Nicolas, the 20-year-old brother, is expected to face his judgment on May 6, and Virves's sentencing is set for July 15. Both face a maximum penalty of life in prison and a $250,000 fine for hostage-taking charges. U.S. Attorney Tara McGrath lauded the courage of the family member who reported the crime, saying, "These victims are safe because a family member was brave enough to seek help from law enforcement officials." McGrath's conveyed via the U.S. Attorney's Office, Southern District of California.

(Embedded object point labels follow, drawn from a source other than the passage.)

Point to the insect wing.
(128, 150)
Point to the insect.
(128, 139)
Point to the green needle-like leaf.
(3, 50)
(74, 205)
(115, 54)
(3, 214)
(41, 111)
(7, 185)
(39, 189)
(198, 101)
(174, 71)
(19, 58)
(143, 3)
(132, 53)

"These guilty pleas demonstrate the FBI’s commitment to bringing kidnapping victims home safely," said FBI San Diego Acting Special Agent in Charge John Kim through the U.S. Attorney's Office report. The arrests and guilty pleas of the Pablo-Francisco brothers underscore the risks faced by unauthorized immigrants at the hands of criminal smugglers looking to exploit their vulnerability. Their case, prosecuted by Assistant U.S. Attorneys Robert J. Miller, Jordan Arakawa, and David Eugene Fawcett, marks a significant win in the fight to dismantle human smuggling operations that jeopardize the lives of migrants seeking a new beginning.